Promoting the state’s false narratives can be quite destructive to a company’s brand. College and professional sports in the US learned that lesson the hard way as they backed the BLM movement last year, only to see ratings plummet. “Get woke, go broke” has become a rallying cry of departing fans.
As I wrote last November, “Nature works against bigness. Species exhaust food sources, monopolies invite competition, empires spread themselves thin.” Big Tech appears to be destroying itself from within, a victim of its own hubris and toxic culture. Worse, it has tied its fortunes to the most termite-infested sequoia in the forest: the state.
By Hatchet, Axe, and Saw
Do the tech behemoths need to be regulated or broken up? Many think so, notably many who lack faith in markets.

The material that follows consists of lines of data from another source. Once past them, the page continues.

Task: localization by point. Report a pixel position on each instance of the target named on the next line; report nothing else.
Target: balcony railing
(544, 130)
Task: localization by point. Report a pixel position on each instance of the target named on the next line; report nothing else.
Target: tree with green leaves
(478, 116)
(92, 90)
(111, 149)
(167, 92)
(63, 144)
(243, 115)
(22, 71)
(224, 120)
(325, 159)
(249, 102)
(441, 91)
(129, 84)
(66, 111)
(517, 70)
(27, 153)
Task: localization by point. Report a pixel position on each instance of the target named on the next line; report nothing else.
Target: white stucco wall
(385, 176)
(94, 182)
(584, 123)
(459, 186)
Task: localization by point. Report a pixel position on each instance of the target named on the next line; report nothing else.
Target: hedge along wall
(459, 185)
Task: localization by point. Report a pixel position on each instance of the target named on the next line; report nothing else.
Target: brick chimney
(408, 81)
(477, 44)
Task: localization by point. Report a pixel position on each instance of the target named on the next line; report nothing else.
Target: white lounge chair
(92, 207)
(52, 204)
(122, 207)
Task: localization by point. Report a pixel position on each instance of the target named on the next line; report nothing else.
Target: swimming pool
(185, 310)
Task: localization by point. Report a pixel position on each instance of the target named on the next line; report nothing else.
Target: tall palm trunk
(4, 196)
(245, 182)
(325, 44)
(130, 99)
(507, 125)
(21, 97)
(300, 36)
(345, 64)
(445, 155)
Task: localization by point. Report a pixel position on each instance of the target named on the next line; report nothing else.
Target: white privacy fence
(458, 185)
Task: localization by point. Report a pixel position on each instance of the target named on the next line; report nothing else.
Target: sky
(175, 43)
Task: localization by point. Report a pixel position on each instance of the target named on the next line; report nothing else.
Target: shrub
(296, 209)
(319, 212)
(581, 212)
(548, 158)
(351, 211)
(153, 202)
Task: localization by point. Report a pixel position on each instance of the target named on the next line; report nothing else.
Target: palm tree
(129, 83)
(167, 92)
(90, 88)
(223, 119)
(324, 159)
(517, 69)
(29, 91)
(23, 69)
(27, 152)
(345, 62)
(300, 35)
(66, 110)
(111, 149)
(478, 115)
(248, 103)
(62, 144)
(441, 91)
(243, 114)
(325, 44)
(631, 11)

According to Eric Savitz, who writes the Tech Trader column for Barron’s, “president-elect Biden, like Trump, has called for the elimination of Section 230 [the clause in the Communications Decency Act of 1996 which provides immunity from third-party content for website publishers].”
This would have a chilling effect on protected speech online and build a protective moat around the tech giants by drowning their upstart competitors in red tape and potential legal liability.
Interventions will only impede the market. As intellectual property lawyer Stephan Kinsella warns, “The only just solution is to shame them and build alternatives.”
Conclusion
So far, investors are unfazed by the growing number of black swans lining up against Big Tech. Since the Capitol breach, Twitter’s stock has taken a 10 percent haircut, while Facebook has rallied. With $3.7 trillion in market cap at stake at Facebook, Twitter, Amazon, and Google (10 percent of the S&P 500), could a lurch to the political left unwittingly pop the everything bubble?
As Charles Mackay so wisely stated 180 years ago,
Men, it has been well said, think in herds; it will be seen that they go mad in herds, while they only recover their senses slowly, and one by one.